- Nickname: + to the EV!
- Born: January 19, 1988 Gainesville, Georgia, U.S.
- Died: May 4, 2024 (aged 36)

World Series of Poker
- Money finishes: 4

= Carder England =

American poker player (1988-2024)

Carder Stephen England (January 19, 1988 − May 4, 2024) was an American professional poker player.

==Online poker==
Known for beginning at the lowest stakes and grinding his way up from the bottom, England's multi-table tournament online winnings exceeded $1,000,000. This included multiple wins in the Full Tilt Poker $100 Rebuy tournament and multiple Sunday Major final tables, including taking 4th place in the Full Tilt Poker Sunday Brawl and 4th in the Poker Stars Sunday $500.

=== Coaching ===
Carder England was a coach at online forum pocketfives.com.
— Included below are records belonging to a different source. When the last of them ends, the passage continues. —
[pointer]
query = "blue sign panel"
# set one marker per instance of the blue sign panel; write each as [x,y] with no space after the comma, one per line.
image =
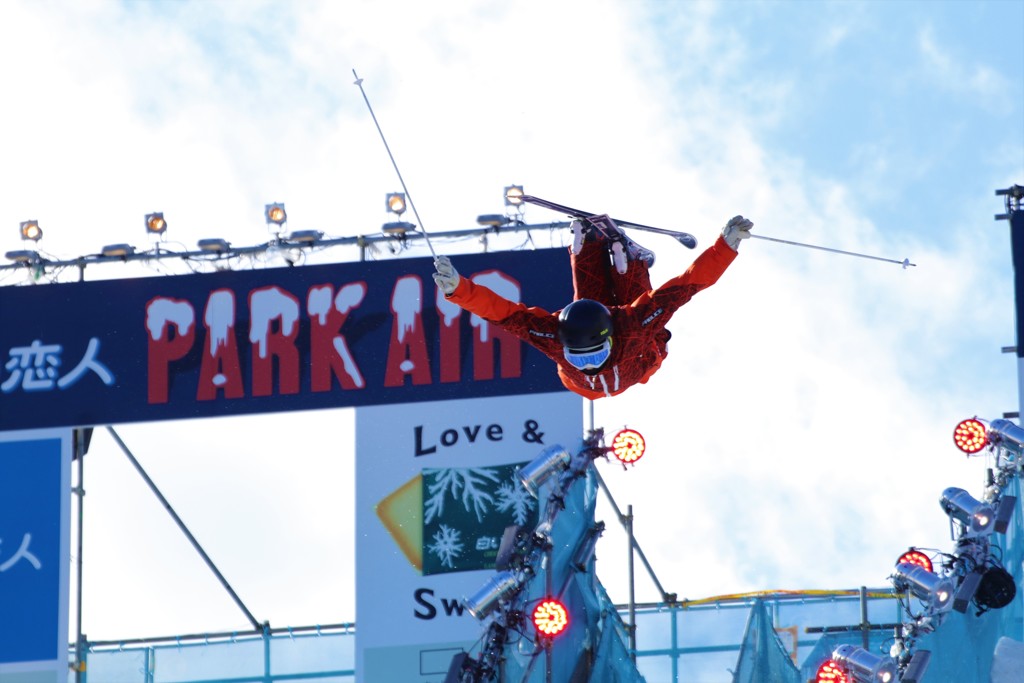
[34,560]
[269,340]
He released videos and coached over the internet.

==Live poker==

===World Series of Poker===
He made his WSOP debut for England at the 2009 World Series of Poker with two cashes totaling $9,432.

In 2010, he cashed again twice for a total of $17,612.

===Turning Stone Casino===
England made his first live appearance at Turning Stone Casino. Before the age of 21, he managed to cash his first event doubling his money at the Heartland Poker Tour. He followed that up with two cashes at the Turning Stone Casino March Madness event the following year with his best finish was a 4th-place finish in the main event for $15,883.